Not only did this millionaire-troll tell the world that he’s never even bothered listening to the album, but in a video (embedded above) he states that he wavers between wanting to destroy the album entirely and fantasizing about hiding it somewhere extremely remote, so people who want to hear it have to go on a spiritual pilgrimage just to listen to it.
He also promised to release it for free if Donald Trump actually got elected. Obviously, he never followed through with that wager, though, allegedly he did discuss releasing it with Wu-Tang Clan in the wake of the 2016 election.
“I'm not just the heel of the music world," he said, bragging about being the biggest villain in music. "I want to be the world's heel."
Some men just want to watch the world burn.
Fortunately for Wu-Tang fans and art aficionados around the world, Shkreli never got the chance to hide or destroy Once Upon a Time in Shaolin. Before he could do anything with it, he was arrested by the FBI and ordered by a federal judge to forfeit $7.36 million in assets — including the mysterious and still-unreleased album.
Unfortunately, that album is now locked up somewhere in a government warehouse. After all the hubbub and drama surrounding its creation, auction and eventual forfeiture, Once Upon a Time in Shaolin ended up in the hands of the Feds. It would be like if a room full of original Da Vinci paintings were discovered and then seized by the FBI before anyone ever got to see them.
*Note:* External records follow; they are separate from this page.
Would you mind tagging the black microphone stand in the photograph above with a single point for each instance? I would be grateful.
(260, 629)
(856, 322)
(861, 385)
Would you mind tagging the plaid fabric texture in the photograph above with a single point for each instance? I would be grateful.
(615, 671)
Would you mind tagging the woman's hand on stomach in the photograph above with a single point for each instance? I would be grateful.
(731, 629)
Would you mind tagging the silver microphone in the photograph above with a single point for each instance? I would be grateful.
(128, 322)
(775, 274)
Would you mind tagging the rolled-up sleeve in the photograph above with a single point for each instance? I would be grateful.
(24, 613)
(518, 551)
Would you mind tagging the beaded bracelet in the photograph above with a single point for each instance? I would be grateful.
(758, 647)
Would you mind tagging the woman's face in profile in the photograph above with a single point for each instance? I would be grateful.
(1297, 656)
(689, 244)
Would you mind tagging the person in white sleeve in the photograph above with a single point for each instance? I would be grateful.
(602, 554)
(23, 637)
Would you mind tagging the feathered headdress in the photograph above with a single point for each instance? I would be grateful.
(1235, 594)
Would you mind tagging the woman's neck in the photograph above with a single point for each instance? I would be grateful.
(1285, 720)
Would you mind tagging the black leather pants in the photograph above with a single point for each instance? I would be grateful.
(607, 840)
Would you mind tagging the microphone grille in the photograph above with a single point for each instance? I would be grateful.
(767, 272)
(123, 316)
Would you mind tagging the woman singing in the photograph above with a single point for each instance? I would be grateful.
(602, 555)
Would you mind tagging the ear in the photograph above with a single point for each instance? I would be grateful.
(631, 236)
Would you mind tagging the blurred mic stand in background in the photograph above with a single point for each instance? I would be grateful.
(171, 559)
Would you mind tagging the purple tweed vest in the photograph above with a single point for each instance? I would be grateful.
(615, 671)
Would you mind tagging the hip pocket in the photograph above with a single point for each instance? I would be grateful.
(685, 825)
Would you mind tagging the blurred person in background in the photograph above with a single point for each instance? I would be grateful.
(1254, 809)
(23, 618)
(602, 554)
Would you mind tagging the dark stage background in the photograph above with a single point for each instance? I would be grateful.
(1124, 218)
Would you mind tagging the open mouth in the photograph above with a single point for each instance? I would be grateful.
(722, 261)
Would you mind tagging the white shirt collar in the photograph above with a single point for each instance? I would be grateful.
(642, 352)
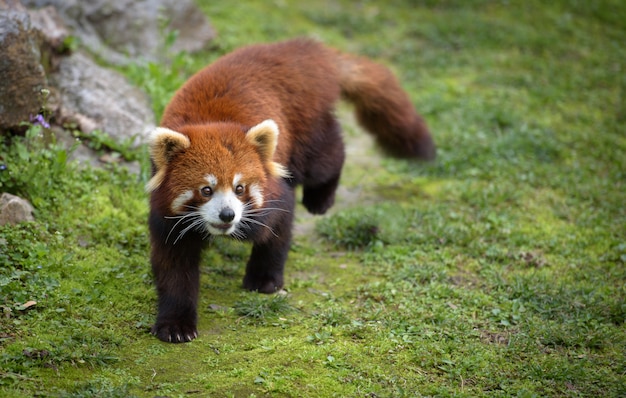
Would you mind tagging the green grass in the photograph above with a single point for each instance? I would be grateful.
(497, 270)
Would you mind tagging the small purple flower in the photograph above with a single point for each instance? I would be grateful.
(38, 119)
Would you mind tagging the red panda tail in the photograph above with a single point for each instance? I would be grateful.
(383, 108)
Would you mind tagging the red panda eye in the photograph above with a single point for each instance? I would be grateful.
(206, 191)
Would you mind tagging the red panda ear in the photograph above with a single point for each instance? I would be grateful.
(164, 145)
(264, 136)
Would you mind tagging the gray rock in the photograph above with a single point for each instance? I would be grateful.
(21, 75)
(121, 31)
(96, 98)
(51, 26)
(14, 210)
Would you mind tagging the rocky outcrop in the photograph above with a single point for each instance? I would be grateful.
(14, 210)
(21, 74)
(122, 31)
(97, 98)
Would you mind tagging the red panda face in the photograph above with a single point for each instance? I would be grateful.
(212, 177)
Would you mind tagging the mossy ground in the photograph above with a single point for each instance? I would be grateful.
(497, 270)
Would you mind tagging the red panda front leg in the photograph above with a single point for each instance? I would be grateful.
(176, 273)
(264, 271)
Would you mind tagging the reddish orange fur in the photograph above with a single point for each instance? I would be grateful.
(296, 84)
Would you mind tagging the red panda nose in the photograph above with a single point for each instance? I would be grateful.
(227, 214)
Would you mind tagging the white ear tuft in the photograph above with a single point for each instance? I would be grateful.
(265, 137)
(164, 145)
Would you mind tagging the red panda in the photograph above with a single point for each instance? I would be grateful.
(235, 141)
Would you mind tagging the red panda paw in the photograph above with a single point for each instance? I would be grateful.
(172, 332)
(267, 284)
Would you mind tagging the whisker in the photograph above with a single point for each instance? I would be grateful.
(257, 222)
(191, 226)
(187, 217)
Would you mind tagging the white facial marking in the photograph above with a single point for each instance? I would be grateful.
(211, 210)
(257, 194)
(211, 179)
(178, 204)
(236, 179)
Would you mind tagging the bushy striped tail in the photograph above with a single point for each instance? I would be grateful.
(383, 108)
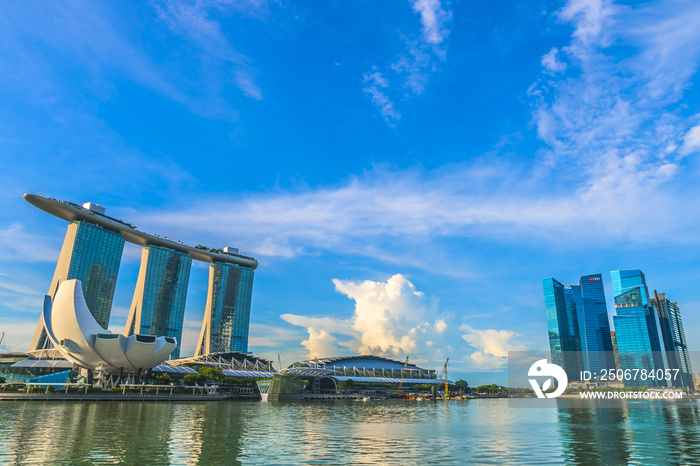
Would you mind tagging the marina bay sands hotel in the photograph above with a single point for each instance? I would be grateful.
(92, 252)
No one knows exactly where the album is now. But it’s almost certain that federal agents got one hell of a kick out of listening to the most expensive album in music history, free of charge after they took it from Shkreli.
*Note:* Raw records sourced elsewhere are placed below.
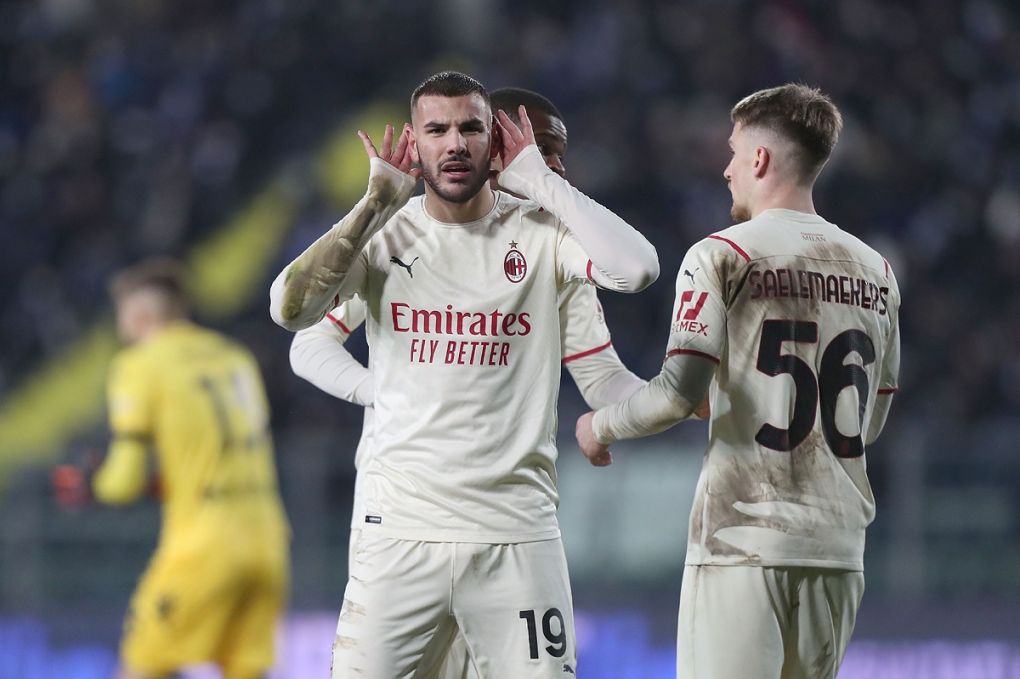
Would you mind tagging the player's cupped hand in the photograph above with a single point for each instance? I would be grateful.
(598, 454)
(399, 156)
(512, 140)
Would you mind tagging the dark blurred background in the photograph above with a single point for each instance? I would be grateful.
(222, 133)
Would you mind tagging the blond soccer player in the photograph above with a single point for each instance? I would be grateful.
(217, 582)
(461, 288)
(789, 324)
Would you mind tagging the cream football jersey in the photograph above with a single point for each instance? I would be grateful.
(585, 347)
(465, 350)
(801, 317)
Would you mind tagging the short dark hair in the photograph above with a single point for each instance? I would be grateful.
(161, 274)
(508, 99)
(449, 84)
(799, 113)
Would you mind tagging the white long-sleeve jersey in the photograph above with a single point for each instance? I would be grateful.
(801, 319)
(318, 355)
(464, 335)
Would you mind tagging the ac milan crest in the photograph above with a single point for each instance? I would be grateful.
(514, 264)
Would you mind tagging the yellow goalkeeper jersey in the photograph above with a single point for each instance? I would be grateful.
(197, 398)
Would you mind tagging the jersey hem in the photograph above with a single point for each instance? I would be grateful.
(460, 536)
(777, 563)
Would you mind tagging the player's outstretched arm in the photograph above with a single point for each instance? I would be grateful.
(621, 258)
(307, 288)
(318, 356)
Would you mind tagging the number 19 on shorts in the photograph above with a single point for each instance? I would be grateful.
(554, 630)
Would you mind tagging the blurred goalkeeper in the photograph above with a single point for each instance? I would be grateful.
(217, 581)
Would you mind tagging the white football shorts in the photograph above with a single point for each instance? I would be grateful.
(406, 602)
(746, 622)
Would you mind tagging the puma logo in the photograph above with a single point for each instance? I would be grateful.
(396, 260)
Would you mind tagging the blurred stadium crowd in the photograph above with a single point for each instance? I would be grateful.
(133, 127)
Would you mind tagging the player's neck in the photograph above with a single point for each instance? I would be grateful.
(798, 199)
(459, 213)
Needless to say, this was not the fate that Cilvaringz and co-producer RZA had in mind when they came up with the idea for Once Upon a Time in Shaolin. They wanted to spark a serious debate about the value of music in the modern world, they wanted to create something that couldn’t be exploited commercially until long after their deaths, they wanted to create something that would endure, that would tantalize the world with mystery and rareness, that would titillate fans when they finally got to hear what was on it.
Instead their mystery masterpiece was squirreled away by one of the most hated people in the world, squandered for the enjoyment of a bourgeois antihero and then confiscated by the federal fuzz. And it’s doubtful that they’ll ever release it for free, as was intended. Which means, the only way all 110 minutes of that album will ever be released publicly is if the federal government chooses to commercially distribute it in the year 2103, for their own profit.
And that is a sick fate for such a radical hip-hop concept.